Yeah, some days the line between my husband and those crazy Star Wars fanatics is a little blurry, but that has always been part of his charm.

Long before our daughter was born, Steven dreamed of the day that he could pass along his love of Star Wars to his children. He practiced with his nephews T.J. and Tyler, watching the movies with them at Gamma and Pop-Pop’s house when they boys were babies. At this point, Cadence has yet to officially sit down to watch any of the films with her Daddy. He has been waiting for the new Blu-ray discs, wanting to make sure that Cadence is able to experience the 6-part series in all its glory. With the Blu-ray release finally in sight and our daughter hitting a point in her toddlerhood where she is actually interested in sitting down and watching movies (though still not for extremely long stretches of time), Steven is getting pretty anxious for their Daddy-Daughter Movie Date.
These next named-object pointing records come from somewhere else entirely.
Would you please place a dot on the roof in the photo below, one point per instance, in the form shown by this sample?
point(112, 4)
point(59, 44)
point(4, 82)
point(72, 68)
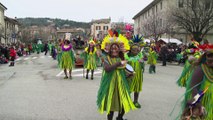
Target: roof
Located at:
point(3, 6)
point(146, 8)
point(11, 20)
point(108, 20)
point(69, 31)
point(171, 40)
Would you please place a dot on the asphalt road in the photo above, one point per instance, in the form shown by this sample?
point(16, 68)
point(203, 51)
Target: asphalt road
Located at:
point(35, 90)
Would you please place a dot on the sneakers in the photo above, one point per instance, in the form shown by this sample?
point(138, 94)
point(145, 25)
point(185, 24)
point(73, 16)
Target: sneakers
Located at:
point(120, 118)
point(137, 105)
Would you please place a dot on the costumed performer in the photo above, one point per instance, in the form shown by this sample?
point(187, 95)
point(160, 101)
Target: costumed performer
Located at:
point(114, 92)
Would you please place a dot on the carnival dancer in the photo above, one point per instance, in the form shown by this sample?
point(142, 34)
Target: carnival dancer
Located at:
point(114, 92)
point(199, 92)
point(135, 59)
point(12, 56)
point(152, 59)
point(90, 59)
point(193, 53)
point(66, 60)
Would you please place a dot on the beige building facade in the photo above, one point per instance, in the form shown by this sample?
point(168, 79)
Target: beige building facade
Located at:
point(156, 19)
point(11, 30)
point(99, 28)
point(2, 23)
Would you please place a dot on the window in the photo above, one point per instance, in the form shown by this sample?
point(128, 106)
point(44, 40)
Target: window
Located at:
point(207, 4)
point(98, 27)
point(180, 3)
point(106, 28)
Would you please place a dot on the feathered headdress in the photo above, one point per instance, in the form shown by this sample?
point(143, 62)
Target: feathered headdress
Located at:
point(206, 47)
point(128, 27)
point(92, 42)
point(115, 37)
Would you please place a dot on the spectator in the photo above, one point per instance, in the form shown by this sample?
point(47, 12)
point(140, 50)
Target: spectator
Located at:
point(164, 53)
point(12, 55)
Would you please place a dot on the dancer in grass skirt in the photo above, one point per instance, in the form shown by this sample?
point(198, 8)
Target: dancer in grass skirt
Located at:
point(114, 92)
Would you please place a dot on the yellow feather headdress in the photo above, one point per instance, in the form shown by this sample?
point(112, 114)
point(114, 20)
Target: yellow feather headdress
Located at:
point(112, 38)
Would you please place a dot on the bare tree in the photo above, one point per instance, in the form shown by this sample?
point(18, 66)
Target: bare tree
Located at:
point(195, 16)
point(156, 26)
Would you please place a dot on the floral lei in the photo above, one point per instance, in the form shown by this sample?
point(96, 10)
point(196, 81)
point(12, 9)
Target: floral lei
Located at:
point(134, 58)
point(66, 49)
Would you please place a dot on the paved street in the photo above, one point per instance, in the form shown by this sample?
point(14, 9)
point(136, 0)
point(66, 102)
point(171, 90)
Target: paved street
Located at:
point(35, 90)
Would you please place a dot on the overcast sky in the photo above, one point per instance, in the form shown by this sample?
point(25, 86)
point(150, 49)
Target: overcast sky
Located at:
point(77, 10)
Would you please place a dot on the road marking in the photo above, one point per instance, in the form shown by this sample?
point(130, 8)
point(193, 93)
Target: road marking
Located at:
point(78, 75)
point(34, 57)
point(18, 59)
point(26, 58)
point(59, 74)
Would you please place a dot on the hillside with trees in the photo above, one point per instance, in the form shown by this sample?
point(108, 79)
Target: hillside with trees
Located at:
point(26, 22)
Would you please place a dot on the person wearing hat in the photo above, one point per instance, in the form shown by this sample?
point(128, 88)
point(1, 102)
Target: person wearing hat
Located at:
point(135, 59)
point(199, 91)
point(152, 59)
point(12, 56)
point(193, 54)
point(66, 61)
point(90, 59)
point(114, 92)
But Houston, we have a problem.

A big problem.

Tonight as we were finishing up dinner, we turned on the season premier of How I Met Your Mother. During one of the commercial breaks, we stopped to watch what was probably the best commercial from the last Superbowl–this spot for the Volkswagon Passat…
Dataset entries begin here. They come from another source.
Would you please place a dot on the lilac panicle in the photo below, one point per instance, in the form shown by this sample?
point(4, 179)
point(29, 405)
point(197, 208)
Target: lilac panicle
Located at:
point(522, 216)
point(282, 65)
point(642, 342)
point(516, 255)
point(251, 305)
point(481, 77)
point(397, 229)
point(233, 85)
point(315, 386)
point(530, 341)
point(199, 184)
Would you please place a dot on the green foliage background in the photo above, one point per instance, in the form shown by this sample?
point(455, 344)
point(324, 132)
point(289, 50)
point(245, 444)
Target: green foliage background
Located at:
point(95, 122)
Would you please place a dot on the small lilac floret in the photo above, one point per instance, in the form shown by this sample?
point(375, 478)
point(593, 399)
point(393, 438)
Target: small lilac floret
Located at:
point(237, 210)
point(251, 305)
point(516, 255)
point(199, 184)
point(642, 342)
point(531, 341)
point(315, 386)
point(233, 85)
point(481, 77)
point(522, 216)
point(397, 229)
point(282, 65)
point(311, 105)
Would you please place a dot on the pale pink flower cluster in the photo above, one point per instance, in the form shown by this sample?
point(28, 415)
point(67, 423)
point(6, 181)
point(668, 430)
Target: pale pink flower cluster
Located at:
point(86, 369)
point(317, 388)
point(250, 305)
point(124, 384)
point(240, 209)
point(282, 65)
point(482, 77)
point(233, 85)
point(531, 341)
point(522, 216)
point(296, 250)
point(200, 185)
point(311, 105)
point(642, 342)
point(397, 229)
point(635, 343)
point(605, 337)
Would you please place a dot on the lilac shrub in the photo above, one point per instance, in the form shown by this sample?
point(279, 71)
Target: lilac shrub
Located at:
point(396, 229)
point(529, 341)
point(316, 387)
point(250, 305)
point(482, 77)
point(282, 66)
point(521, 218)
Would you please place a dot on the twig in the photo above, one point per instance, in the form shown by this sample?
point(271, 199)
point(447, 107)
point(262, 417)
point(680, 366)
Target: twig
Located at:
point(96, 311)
Of course, my Star Wars-loving husband thought this was one of the best commercials he had ever seen, and most of our friends and family who saw it joked that the child in the commercial could very well be Steven’s child. We laughed and actually thought so to0, right up until tonight when the commercial came on and Cadence took one look at the miniature Darth Vader, gasped, turned red and started sobbing uncontrollably.

Steven and I started at each other for a minute, completely shocked by our daughter’s reaction. Cadence looked back at the screen, screamed, sobbed even louder, and started trying to climb and claw her way out of her high chair and into my lap. It took both Steven and I to hold her still long enough to get her released from the chair, and by the time I gathered her up into my arms she was sweating and crying and shaking with fear.

I couldn’t even believe what I was seeing. Our little girl who laughs at crazy thunder and lightning storms and wants to go out and stand in the rain to watch the show, our little girl who loved watching Gremlins, Falling Skies, and The Walking Dead with her Daddy and I, making scary monster growling noises whenever she sees a zombie or a monster or an alien on TV is suddenly afraid of a little kid dressed as Darth Vader in a car commercial.

Go figure.

Long after the commercial ended, Cadence kept her face buried in my chest, turning her head ever so slightly to steal a glance at the TV as if to make sure the scary guy was gone. Steven and I just looked at each other, completely bewildered. I half-expected Steven to begin questioning Cadence’s paternity, but he just shook his head and admitted that Darth Vader can be a pretty scary guy.

And now, since it seems our fearless child is apparently afraid of Darth Vader, we’re thinking that perhaps her introduction to the Star Wars universe is going to be delayed for just a bit longer. After all, her Daddy wants his favorite movies to make a good first impression.

Tonight’s 365 Project entry is dedicated to my dear Star Wars-obsessed husband and his daughter who is not quite ready to for the Force. But you know what they say…the best things come to those who wait.